It was submitted on behalf of Mrs Ange that the plaintiff engaged in unconscionable conduct in connection with the consignment agreement, in the following respects.
First, it was contended that the plaintiff acted unconscionably in failing to give Mrs Ange unequivocal notice of the withdrawal fee term, before asking her to sign the consignment agreement. I reject that submission. Mrs Ange had the 24 February consignment agreement form in her possession for over three weeks before she signed the consignment agreement. This was known to both parties. Mr Smith informed Mrs Ange that there would be a penalty if she consigned the paintings for sale and then later changed her mind and withdrew them. Further, as appears above, a party signing a contractual document which includes or incorporates an exceptional, unusual or unexpected term is nevertheless bound by the term, unless its inclusion without attention being drawn to it involves a misrepresentation. No such case was advanced here.

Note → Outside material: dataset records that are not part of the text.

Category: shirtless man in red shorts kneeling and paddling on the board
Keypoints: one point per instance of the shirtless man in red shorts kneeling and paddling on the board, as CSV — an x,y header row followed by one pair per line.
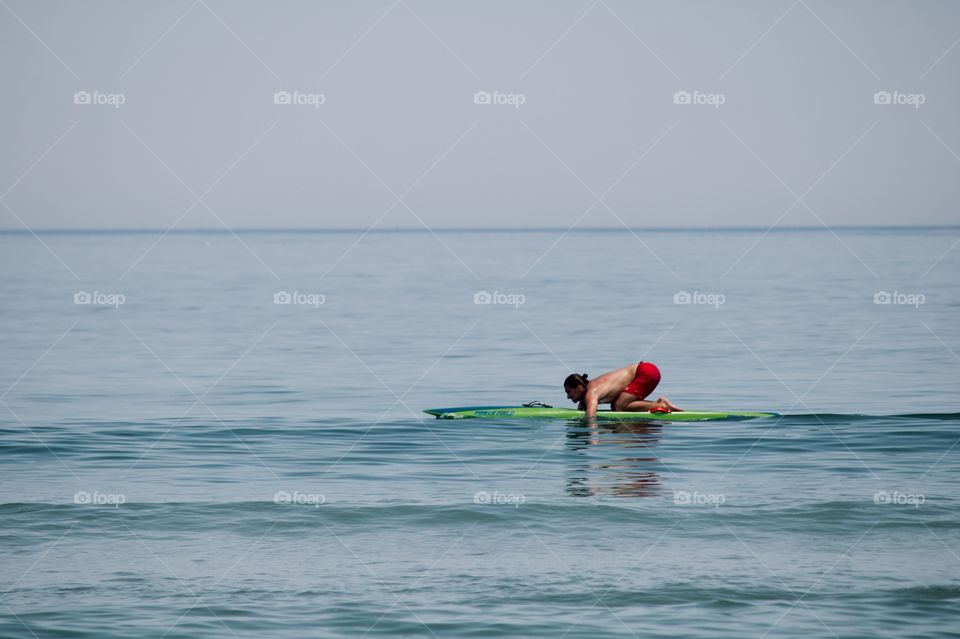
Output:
x,y
625,389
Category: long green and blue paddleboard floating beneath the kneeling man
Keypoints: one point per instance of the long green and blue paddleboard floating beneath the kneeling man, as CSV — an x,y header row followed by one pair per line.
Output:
x,y
546,412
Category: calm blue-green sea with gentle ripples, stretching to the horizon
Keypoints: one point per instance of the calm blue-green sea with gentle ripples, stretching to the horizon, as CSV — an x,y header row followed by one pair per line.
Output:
x,y
184,457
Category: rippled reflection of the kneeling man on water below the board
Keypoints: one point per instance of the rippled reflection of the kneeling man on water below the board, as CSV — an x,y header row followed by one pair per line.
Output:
x,y
613,459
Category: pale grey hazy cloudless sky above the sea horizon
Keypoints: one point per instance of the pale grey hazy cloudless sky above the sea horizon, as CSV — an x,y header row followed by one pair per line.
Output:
x,y
584,124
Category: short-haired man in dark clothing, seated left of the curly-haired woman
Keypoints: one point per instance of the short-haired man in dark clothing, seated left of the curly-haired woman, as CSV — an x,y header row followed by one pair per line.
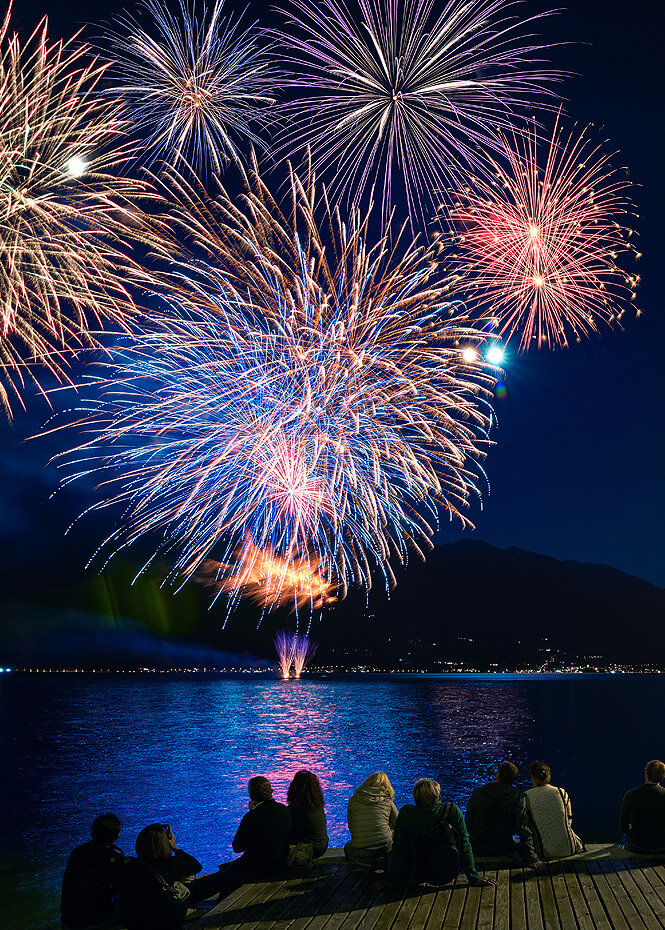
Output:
x,y
262,837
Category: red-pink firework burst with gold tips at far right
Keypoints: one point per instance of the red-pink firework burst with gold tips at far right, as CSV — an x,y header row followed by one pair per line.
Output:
x,y
544,240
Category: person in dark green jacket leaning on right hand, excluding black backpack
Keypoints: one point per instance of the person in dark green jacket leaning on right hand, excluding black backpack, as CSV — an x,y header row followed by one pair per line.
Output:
x,y
415,821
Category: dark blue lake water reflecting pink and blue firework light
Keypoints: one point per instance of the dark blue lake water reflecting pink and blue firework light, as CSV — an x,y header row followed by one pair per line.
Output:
x,y
180,750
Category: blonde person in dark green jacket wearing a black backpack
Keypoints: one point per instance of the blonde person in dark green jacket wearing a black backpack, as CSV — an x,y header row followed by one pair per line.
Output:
x,y
431,843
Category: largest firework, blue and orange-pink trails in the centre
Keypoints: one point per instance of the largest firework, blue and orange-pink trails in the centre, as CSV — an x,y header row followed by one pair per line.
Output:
x,y
307,403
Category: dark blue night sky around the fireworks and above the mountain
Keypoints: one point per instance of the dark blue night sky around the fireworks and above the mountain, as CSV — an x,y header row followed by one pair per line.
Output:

Second, it was contended that it was unconscionable for the plaintiff to secure Mrs Ange’s signature to the consignment agreement in circumstances where Mr Smith well knew that she was involved in a matrimonial dispute and was desperate for money because Mr Ange had ceased paying her. It was not submitted that this amounted to some sort of special disadvantage, rather that Mr Smith should have known that Mrs Ange was relying upon him to look after her interests. It was also submitted that Mr Smith knew that Mrs Ange was a person of ‘relative naivety in the art world’.
I do not accept that any unconscionable conduct arises by reason of these matters. Although Mrs Ange was going through a difficult period in her life, and was short of money, she had prior experience in negotiating favourable consignment terms in 2007; to the knowledge of the plaintiff, she was represented by a solicitor throughout the relevant events; she reflected for many weeks on her decision to consign the paintings for auction; and she was told by Mr Smith to seek legal advice if she was in any doubt as to her position. Further, she did not present in the witness box as a vulnerable person. To the contrary, she appeared to understand the business of purchasing and selling fine art and to have considerable experience in it.
Third, it was contended that it was unconscionable for the plaintiff to secure Mrs Ange’s signature on the consignment agreement in circumstances where the plaintiff knew that Mr Ange was claiming an interest in the art collection; and that further unconscionability arose from the plaintiff’s decision that it would not withdraw the paintings from sale once Mr Ange made formal claims through his solicitor, and threatened injunctive relief.
I do not accept that this conduct was unconscionable. As appears above, Mr Smith was entitled to assume that Mrs Ange well knew that her husband claimed an interest in the art collection. As Mr Smith explained, he knew that both Mr and Mrs Ange had lawyers acting in their matrimonial dispute and that negotiations were continuing. Indeed, this was the reason why Mrs Ange was delaying in making a decision as to whether to consign the paintings for sale. She hoped that she could reach a settlement with her husband, thus avoiding the need to sell the paintings.
In all the circumstances, particularly having regard to the fact that Mrs Ange was represented by a solicitor at all relevant times, and that this was known to Mr Smith before the consignment agreement was signed, and by both Mr Smith and Mr Goodman after the consignment agreement was signed, the conduct of the plaintiff was not unconscionable. Mrs Ange clearly wanted to sell the paintings, in order to raise money. She was legally represented. There was nothing clearly unfair, clearly unreasonable or immoral in the plaintiff accepting the paintings for auction. In the end, Mrs Ange, with the benefit of legal advice, took the risk that Mr Ange would object to the sale and take steps to have the paintings withdrawn from sale.
Finally, on this issue, my acceptance of the plaintiff’s evidence concerning the statements made by Mr Ange on 26 June 2007, that Mrs Ange owned the art collection, is relevant. Mr Ange made that statement at a time when there was no matrimonial dispute. The fact that he made a contrary claim in the context of a matrimonial dispute, shortly prior to the consignment agreement being signed by Mrs Ange, was not a matter which Mr Goodman was bound to accept as true. As he said in his evidence, many claims are made by opposing parties in the context of matrimonial and insolvency disputes. In these circumstances, it is not unconscionable for Mr Goodman to have accepted the word of his client, Mrs Ange, and proceeded to allow Mr Smith to conclude the consignment agreement with her. Nor was it unconscionable for Mr Goodman to decline, in accordance with Mrs Ange’s own wishes, to withdraw the paintings from sale.
Conclusions and orders
For the above reasons, there will be judgment for the plaintiff for the amount of the withdrawal fee (and GST) in the sum of $731,280, together with damages to be assessed in respect of the limited categories of legal costs which I have found to be recoverable under clause 11.8 of the consignment agreement.
I will hear the parties as to costs.